Nous sommes allés au nord, jusqu'à Santana bien connue pour les cabanes colorées au toit de chaume. Elles sont devenues rares : l'entretien du toit est devenu un luxe rédhibitoire. Seules demeureraient celles de l'office de tourisme et celle que nous avons visitée,


où le propriétaire nous a accueillis avec une liqueur de café et des fèves confites au vinaigre. Son équipement rudimentaine voudrait nous faire croire qu'elle est encore une habitation principale, mais le jardin à l'arrière aboutit à une maison plus moderne, toute fleurie, qui doit correspondre à un standard de vie plus conforme au 21ème siècle !


On a un peu de mal à croire que l'on est si près de l'Océan Atlantique losqu'on est à Porto da Cruz, où l'on surplombe plus les jardins en terrasse que les vagues qui frappent la falaise. Et curieusement on se trouve dans un marché aux fleurs dont les nombreux marchands nous proposent en portugais, français, anglais et allemand des fleurs, des oignons et tubercules, et quelques fruits. Marchandage et bonne humeur !































C'est avec notre Clio de location que nous sommes partis tous les deux,  Camille et moi vers l'ouest. Spectacle un peu tragique que ces kilomètres d'hôtels modernes, de falaises bétonnées, "erreur d'urbanisation des années 80" ! Certains bâtiments ne semblent pas avoir trente ans, et quelques grues ici et là témoignent de la transformation de bananeraies en équipement hôtelier ... L'excuse ne tient pas longtemps et le bétonnage continue.

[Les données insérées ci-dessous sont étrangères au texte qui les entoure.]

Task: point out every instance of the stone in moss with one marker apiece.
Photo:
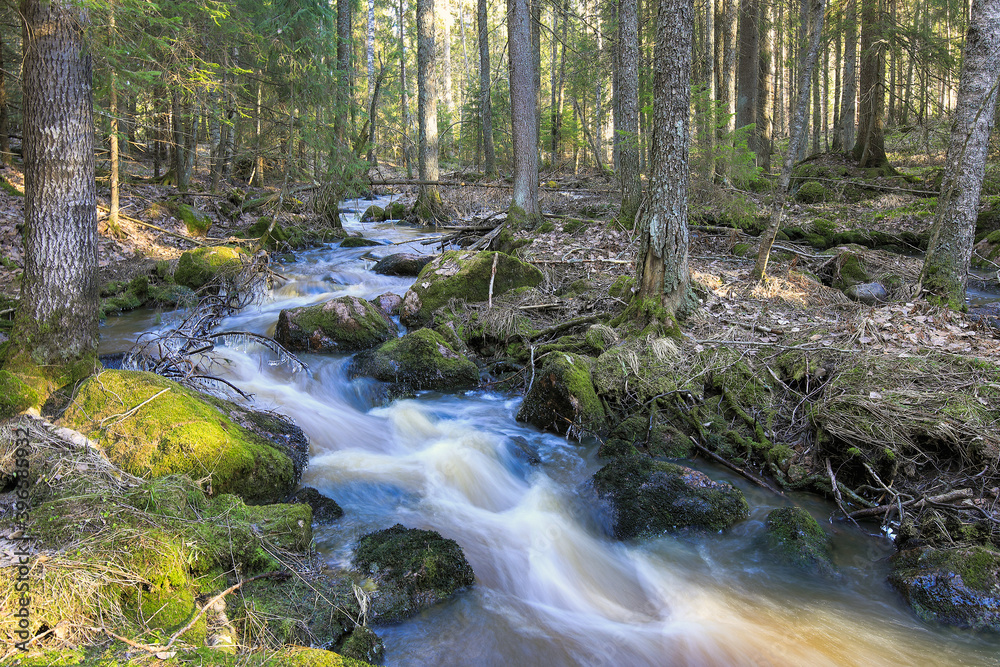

Cependant Câmara de Lobos a su conserver son aspect traditionnel de village de pêcheurs. Un petit port s'étend au pied des maisons blanches qui gravissent la colline. Sur la jetée le phare veille sur les marins.
















Certains préparent la pêche de la nuit pour la vente : étêtent, dépouillent et emballent leurs prises. A deux pas ce sont les bateaux qui sont l'objet de l'activité des hommes.
















La pêche ne permet plus aux hommes de nourrir leur famille, et ceux qui n'ont pas émigré doivent se livrer à une deuxième activité pour assurer la vie familiale.
Certains sont aussi maraîchers et les jardins occupent toute la surface disponible de l'amphithéatre qui nous entoure. C'est un peu par erreur que nous empruntons une petite rue pour rejoindre la route 229, et nous nous retrouvons au coeur du vieux village. Camille arrive à se faufiler adroitement entre les voitures arrêtées le long des ruelles, des jardins, croisant des véhicules plus importants et assurement prioritaires (?) ou du moins plus audacieux et plus habitués ... C'est avec soulagement que nous quittons tous ces hameaux. Nous pouvons à nouveau admirer les jardins et les vergers.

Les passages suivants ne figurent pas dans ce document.